Everything you need to know about Flat Epithelial Atypia is listed above. But here are a couple Q&A anyhow…

  • Is flat epithelial atypia cancer? No, it is sometimes though found near something more serious. If FEA is found in an excision biopsy, most often no further action is needed, however, if this is seen on a needle biopsy, your doctor may recommend that some of the tissue around the biopsy site be removed (surgical excision).
  • What is the flat epithelial atypia treatment? The best way to treat flat epithelial atypia is not clear cut. The best thing to do is to talk with your doctor about it.
  • What causes flat epithelial atypia? It is always considered pre-cancerous and/or found adjacent to existing cancer. It is uncommon.


  1. Lerwill MF. Flat epithelial atypia of the breast. Arch Pathol Lab Med.
    2008 Apr;132(4):615-21.
  2. Schnitt, SJ. Flat epithelial atypia — classification, pathologic
    features and clinical significance. Breast Cancer Res 2003, 5:263-268
  3. Rosen PP: Columnar cell hyperplasia is associated with lobular carcinoma
    in situ and tubular carcinoma [letter]. Am J Surg Pathol 1999, 23:1561.
  4. Otterbach F, Bankfalvi A, Bergner S, Decker T, Krech R, Boecker W: Cytokeratin
    5/6 immunohistochemistry assists the differential diagnosis of atypical
    proliferations of the breast. Histopathology 2000, 37:232-240.

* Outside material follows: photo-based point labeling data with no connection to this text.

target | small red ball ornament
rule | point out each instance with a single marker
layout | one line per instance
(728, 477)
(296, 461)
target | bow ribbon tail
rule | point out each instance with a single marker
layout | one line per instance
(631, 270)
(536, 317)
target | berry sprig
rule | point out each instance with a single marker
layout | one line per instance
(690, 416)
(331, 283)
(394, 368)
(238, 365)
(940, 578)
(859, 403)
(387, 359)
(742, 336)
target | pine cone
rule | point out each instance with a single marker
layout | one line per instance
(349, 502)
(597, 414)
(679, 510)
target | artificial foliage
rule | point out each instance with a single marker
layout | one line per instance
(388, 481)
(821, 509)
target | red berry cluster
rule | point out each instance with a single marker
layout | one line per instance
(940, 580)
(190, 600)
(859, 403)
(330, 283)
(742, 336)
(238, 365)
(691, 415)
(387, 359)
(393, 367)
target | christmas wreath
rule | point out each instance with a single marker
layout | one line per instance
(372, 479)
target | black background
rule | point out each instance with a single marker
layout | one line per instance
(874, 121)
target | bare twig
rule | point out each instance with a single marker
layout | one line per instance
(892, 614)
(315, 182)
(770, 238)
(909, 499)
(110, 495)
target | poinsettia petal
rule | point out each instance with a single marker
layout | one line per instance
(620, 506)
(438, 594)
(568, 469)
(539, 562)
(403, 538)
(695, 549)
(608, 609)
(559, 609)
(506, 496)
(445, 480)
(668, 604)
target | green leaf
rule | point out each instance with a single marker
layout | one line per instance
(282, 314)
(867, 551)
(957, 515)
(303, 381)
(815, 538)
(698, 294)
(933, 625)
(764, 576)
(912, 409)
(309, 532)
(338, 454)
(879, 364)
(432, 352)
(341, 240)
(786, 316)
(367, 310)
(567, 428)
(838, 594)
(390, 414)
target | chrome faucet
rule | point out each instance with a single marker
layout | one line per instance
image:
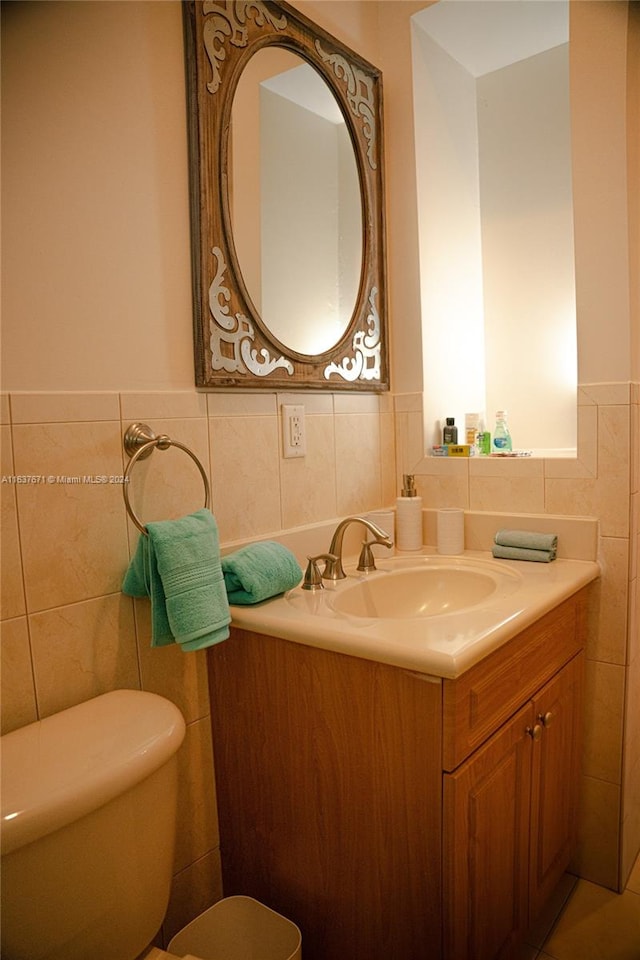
(333, 568)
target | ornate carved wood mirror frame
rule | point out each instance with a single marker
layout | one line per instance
(233, 346)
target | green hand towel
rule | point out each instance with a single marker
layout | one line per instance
(178, 566)
(522, 553)
(260, 571)
(527, 540)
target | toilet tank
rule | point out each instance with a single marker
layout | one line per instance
(88, 827)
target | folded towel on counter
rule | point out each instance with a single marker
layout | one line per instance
(527, 539)
(259, 571)
(522, 553)
(178, 566)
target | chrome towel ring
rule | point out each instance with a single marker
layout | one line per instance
(139, 442)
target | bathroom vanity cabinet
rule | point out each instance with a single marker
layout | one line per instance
(394, 814)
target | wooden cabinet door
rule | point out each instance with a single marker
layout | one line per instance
(486, 845)
(556, 781)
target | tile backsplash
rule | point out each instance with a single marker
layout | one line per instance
(68, 633)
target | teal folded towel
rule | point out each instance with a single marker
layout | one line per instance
(178, 566)
(528, 540)
(522, 553)
(259, 571)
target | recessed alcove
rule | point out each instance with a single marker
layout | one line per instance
(493, 165)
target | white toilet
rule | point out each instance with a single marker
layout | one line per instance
(88, 827)
(89, 817)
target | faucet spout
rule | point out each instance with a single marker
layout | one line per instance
(334, 569)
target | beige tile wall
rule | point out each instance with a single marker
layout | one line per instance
(603, 482)
(68, 633)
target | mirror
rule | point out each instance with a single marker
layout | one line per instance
(285, 132)
(301, 257)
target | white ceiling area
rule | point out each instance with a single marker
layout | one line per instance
(486, 35)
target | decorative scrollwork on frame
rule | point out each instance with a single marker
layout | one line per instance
(228, 21)
(365, 365)
(359, 94)
(232, 336)
(236, 345)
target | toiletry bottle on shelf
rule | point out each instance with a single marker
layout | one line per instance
(471, 429)
(501, 435)
(484, 440)
(409, 516)
(450, 432)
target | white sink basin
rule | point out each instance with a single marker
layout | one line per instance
(432, 589)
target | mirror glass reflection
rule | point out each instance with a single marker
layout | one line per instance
(295, 201)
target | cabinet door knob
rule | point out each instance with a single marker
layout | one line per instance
(535, 732)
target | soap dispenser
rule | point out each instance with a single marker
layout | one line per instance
(409, 516)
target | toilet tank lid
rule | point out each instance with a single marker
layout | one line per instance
(59, 769)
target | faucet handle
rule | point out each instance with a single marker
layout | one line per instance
(312, 577)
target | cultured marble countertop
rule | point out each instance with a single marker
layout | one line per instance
(442, 646)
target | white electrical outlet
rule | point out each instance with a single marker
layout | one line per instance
(294, 441)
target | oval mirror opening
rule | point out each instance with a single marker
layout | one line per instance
(296, 207)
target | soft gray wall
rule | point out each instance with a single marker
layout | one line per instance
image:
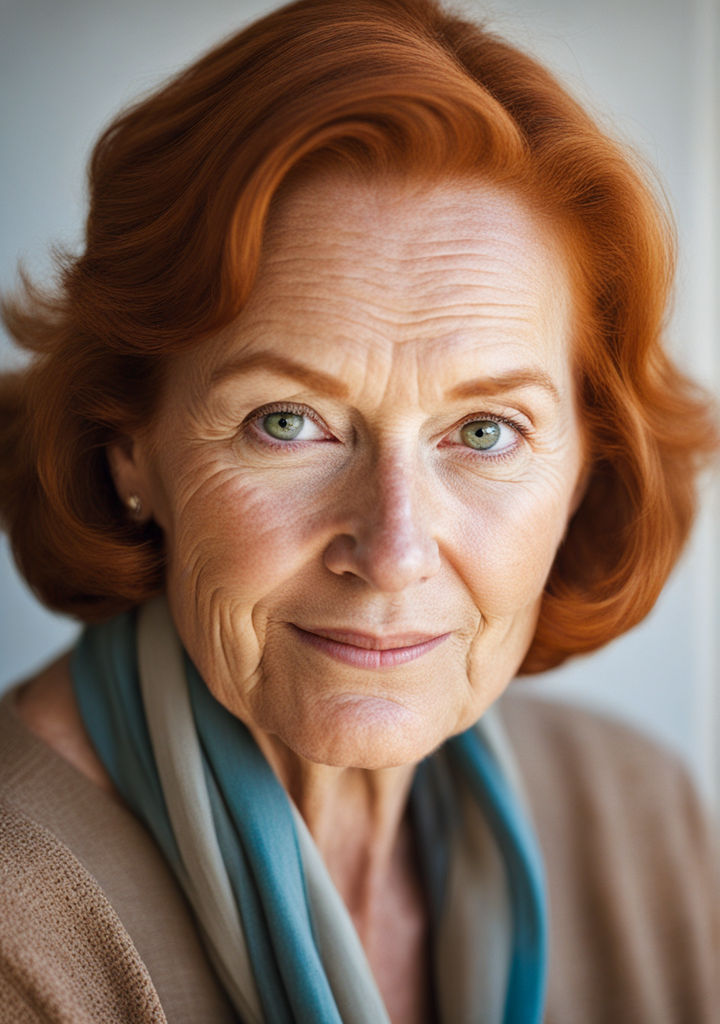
(646, 66)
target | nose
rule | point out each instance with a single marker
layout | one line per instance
(389, 541)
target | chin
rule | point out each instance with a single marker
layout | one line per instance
(366, 732)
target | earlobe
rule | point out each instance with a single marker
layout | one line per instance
(130, 482)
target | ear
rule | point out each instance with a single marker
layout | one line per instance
(130, 478)
(580, 488)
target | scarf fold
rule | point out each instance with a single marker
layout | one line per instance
(274, 927)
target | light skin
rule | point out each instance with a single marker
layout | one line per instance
(362, 591)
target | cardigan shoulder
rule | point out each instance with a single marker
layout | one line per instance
(85, 967)
(632, 865)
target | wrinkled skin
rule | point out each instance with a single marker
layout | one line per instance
(409, 304)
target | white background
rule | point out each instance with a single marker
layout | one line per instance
(646, 68)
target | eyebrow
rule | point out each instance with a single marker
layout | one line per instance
(320, 381)
(513, 380)
(316, 379)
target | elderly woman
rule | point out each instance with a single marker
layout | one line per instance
(352, 409)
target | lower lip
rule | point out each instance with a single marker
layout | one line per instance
(363, 657)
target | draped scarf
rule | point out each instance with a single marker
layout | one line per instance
(274, 927)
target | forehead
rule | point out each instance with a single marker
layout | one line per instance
(391, 271)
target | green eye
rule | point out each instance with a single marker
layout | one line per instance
(480, 434)
(284, 426)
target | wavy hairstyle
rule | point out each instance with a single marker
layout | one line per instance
(180, 187)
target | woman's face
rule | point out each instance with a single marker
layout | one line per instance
(363, 482)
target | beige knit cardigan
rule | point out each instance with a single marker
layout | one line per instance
(94, 929)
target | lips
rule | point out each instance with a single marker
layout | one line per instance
(367, 650)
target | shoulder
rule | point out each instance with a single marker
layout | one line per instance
(632, 865)
(64, 952)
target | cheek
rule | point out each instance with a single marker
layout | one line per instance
(239, 537)
(507, 541)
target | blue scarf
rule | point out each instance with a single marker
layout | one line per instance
(257, 830)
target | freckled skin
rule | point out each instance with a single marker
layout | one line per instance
(384, 521)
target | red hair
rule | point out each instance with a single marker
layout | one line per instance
(180, 187)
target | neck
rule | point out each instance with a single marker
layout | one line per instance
(356, 817)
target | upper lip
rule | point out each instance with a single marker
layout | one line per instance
(371, 641)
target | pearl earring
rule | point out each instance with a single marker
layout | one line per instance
(135, 506)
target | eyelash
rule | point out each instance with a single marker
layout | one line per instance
(291, 445)
(284, 407)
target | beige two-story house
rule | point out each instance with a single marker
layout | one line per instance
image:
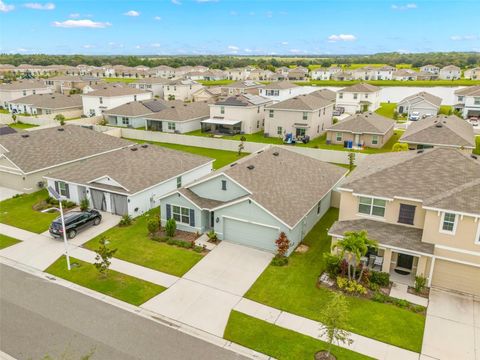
(423, 208)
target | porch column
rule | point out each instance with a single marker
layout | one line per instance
(421, 266)
(387, 259)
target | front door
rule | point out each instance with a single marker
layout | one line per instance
(405, 261)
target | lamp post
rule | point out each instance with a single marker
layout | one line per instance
(57, 196)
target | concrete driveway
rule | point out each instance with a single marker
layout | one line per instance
(206, 294)
(41, 250)
(452, 329)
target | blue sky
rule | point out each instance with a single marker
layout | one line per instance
(238, 27)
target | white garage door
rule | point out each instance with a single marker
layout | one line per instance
(250, 234)
(454, 276)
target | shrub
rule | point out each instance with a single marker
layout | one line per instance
(126, 220)
(380, 278)
(420, 282)
(279, 260)
(350, 286)
(84, 204)
(332, 264)
(170, 227)
(153, 225)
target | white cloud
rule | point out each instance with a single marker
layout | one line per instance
(342, 37)
(464, 37)
(5, 7)
(81, 24)
(132, 13)
(403, 7)
(39, 6)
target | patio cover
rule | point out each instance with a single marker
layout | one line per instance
(218, 121)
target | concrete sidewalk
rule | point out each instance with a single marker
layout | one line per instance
(361, 344)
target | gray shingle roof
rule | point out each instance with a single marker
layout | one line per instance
(302, 102)
(51, 101)
(46, 148)
(370, 123)
(440, 130)
(440, 177)
(387, 234)
(134, 170)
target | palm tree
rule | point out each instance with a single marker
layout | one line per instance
(353, 246)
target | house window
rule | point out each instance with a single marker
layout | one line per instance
(371, 206)
(181, 214)
(406, 214)
(449, 222)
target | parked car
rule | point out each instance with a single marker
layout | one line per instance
(414, 116)
(74, 222)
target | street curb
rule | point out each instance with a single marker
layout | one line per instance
(147, 314)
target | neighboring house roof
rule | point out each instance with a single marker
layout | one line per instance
(300, 181)
(51, 101)
(177, 110)
(326, 94)
(135, 168)
(360, 87)
(138, 108)
(398, 236)
(441, 178)
(243, 100)
(35, 150)
(23, 85)
(280, 85)
(370, 123)
(440, 130)
(434, 100)
(469, 91)
(302, 102)
(116, 91)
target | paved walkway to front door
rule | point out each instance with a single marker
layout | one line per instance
(205, 296)
(452, 328)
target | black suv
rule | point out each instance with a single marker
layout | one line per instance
(74, 221)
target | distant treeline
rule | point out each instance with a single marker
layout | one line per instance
(461, 59)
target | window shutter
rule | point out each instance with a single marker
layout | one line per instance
(192, 217)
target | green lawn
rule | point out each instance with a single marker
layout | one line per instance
(425, 83)
(117, 285)
(222, 157)
(134, 245)
(125, 80)
(6, 241)
(21, 126)
(19, 212)
(293, 288)
(280, 343)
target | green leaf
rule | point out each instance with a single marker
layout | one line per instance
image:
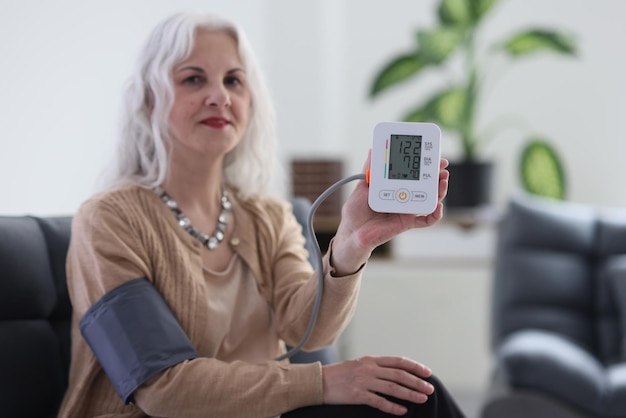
(462, 13)
(397, 71)
(536, 40)
(455, 12)
(541, 170)
(445, 109)
(438, 44)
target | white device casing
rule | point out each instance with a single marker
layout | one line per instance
(400, 195)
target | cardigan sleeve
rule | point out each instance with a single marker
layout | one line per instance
(296, 285)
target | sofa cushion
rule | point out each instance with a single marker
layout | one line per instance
(550, 363)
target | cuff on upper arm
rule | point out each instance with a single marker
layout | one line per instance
(134, 335)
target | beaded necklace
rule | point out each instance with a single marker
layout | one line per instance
(211, 242)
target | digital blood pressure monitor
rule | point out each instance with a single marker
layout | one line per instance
(404, 169)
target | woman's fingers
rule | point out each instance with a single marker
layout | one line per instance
(371, 380)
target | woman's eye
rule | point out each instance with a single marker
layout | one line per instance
(194, 79)
(233, 81)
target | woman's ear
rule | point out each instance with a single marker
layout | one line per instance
(149, 100)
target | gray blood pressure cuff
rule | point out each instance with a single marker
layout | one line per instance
(134, 335)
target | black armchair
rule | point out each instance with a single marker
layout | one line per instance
(35, 315)
(559, 312)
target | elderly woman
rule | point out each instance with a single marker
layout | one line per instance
(187, 278)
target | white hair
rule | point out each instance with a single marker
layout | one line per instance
(142, 156)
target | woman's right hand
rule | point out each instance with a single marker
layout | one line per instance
(365, 380)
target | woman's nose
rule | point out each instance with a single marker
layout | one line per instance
(217, 96)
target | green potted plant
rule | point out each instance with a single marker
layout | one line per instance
(456, 106)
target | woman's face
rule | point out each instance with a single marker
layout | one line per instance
(211, 98)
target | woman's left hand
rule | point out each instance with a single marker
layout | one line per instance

  5. Schnitt SJ, Vincent-Salomon A: Columnar cell lesions of the breast. Adv
    Anat Pathol 2003, 10:113-124.
  6. Nasser S. Flat epithelial atypia of the breast. J Med Liban 2009 ; 57
    (2) : 105-109.
  7. Simpson PT, Gale T, Reis-Filho JS et al. Columnar cell lesions of the
    breast : the missing link in breast cancer progression ? A morphological
    and molecular analysis. Am J Surg Pathol 2005 ; 29 : 734-46.